Nâzım’ın rüzgâra karşı yürüyen adam heykeli vardı başında. Siyah bir mermerden ama parıl parıl parlayan. Rüzgâra karşı yürüyen adam, tek başına. Seni o kadar güzel anlatıyor ki canım ustam. İnsanın, sevdanın, özlemin, toprağın yanında bir adam. Yanlışlara, sistemin açmazlarına, çaresizliklere doğru yürüyen. Baktım da, o rüzgâr nasıl vuruyordu bağrına. Göğüs kemiklerim sızladı, hem de nasıl sızladı. Mermerine dokuna dokuna taradım gür saçlarını. Potinlerinin tozunu aldım. Bağcıklarını sıkı sıkıya bağladım. Parkanı sırtına attım. Yürüme zamanıydı. Bu karanlık insanlığa, bu başıbozuk düzene karşı… Sanki başını çevirip şöyle bir baktın, arkamdan “yürü çocuk rüzgâr seni de çarpmasın” der gibi. Şiirimde de söylediğim gibi “sen ki bir kadının memelerini/ içinde kalp taşıyor diye seven” ben nasıl sevmem şimdi seni!

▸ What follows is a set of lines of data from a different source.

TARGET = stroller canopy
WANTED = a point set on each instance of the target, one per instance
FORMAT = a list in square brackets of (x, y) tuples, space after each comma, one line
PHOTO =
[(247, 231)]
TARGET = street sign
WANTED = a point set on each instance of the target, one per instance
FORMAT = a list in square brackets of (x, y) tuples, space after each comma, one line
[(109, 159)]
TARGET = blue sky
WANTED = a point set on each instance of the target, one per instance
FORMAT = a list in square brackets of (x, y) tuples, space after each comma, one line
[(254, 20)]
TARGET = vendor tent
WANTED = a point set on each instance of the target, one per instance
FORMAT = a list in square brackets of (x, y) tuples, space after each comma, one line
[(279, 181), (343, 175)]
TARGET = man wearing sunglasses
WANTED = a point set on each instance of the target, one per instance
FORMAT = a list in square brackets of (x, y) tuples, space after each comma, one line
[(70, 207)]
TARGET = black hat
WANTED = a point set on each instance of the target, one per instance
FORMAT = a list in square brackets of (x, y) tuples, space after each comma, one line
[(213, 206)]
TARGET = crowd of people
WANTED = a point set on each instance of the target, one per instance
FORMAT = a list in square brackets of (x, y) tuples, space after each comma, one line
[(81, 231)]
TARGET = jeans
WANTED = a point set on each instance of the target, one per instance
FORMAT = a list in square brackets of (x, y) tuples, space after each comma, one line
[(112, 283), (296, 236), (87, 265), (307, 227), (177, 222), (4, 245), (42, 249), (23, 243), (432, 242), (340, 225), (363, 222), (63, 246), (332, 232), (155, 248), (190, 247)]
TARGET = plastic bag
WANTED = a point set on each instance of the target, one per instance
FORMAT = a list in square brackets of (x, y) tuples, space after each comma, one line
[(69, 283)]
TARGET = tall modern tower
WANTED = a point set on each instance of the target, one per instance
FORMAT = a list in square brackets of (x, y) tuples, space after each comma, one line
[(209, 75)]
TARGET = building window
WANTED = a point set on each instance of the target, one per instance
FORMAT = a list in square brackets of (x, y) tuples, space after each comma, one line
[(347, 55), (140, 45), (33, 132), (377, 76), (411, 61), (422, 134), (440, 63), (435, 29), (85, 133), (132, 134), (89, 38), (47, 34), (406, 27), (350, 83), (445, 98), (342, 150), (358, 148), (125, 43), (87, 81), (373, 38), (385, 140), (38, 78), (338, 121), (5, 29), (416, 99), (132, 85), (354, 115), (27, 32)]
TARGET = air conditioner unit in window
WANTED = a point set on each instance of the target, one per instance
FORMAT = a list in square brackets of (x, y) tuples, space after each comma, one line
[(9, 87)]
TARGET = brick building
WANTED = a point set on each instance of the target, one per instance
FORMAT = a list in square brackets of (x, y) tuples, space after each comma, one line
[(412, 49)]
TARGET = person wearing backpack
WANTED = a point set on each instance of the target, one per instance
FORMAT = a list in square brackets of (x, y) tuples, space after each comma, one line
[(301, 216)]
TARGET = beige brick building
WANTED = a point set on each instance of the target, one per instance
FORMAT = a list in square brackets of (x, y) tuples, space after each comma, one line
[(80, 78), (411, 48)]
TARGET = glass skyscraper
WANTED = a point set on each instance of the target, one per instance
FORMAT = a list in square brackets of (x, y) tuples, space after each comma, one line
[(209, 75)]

Şu şiirin geldi birden aklıma. “Evladım, sizin dergi için bir şiircik” diye başlayan bir mektubunda yazdığın ve hangi dergiye, kime gönderdiğini öğrenemediğim: “Soğuk yağmurların şehrinde/ gece otel odasında sırt üstü yatıyorum/ gözlerim tavana dikili/ bulutlar geçiyor tavandan/ ıslak asfaltı geçen kamyonlar gibi ağır/ ve sağda uzakta ak bir yapı yüz katlı belki/ tepesinde altın iğne parlıyor/ bulutlar geçiyor tavandan/ karpuz kayıkları gibi güneş yüklü bulutlar/ oturmuşum cumbaya/ yüzüme suların ışığı düşüyor/bir ırmak kıyısında mıyım? Bir deniz kıyısında mı?” devam ediyor. Da ben devam edemiyorum canım ustam, boğazıma düğüm üstüne düğüm atılıyor.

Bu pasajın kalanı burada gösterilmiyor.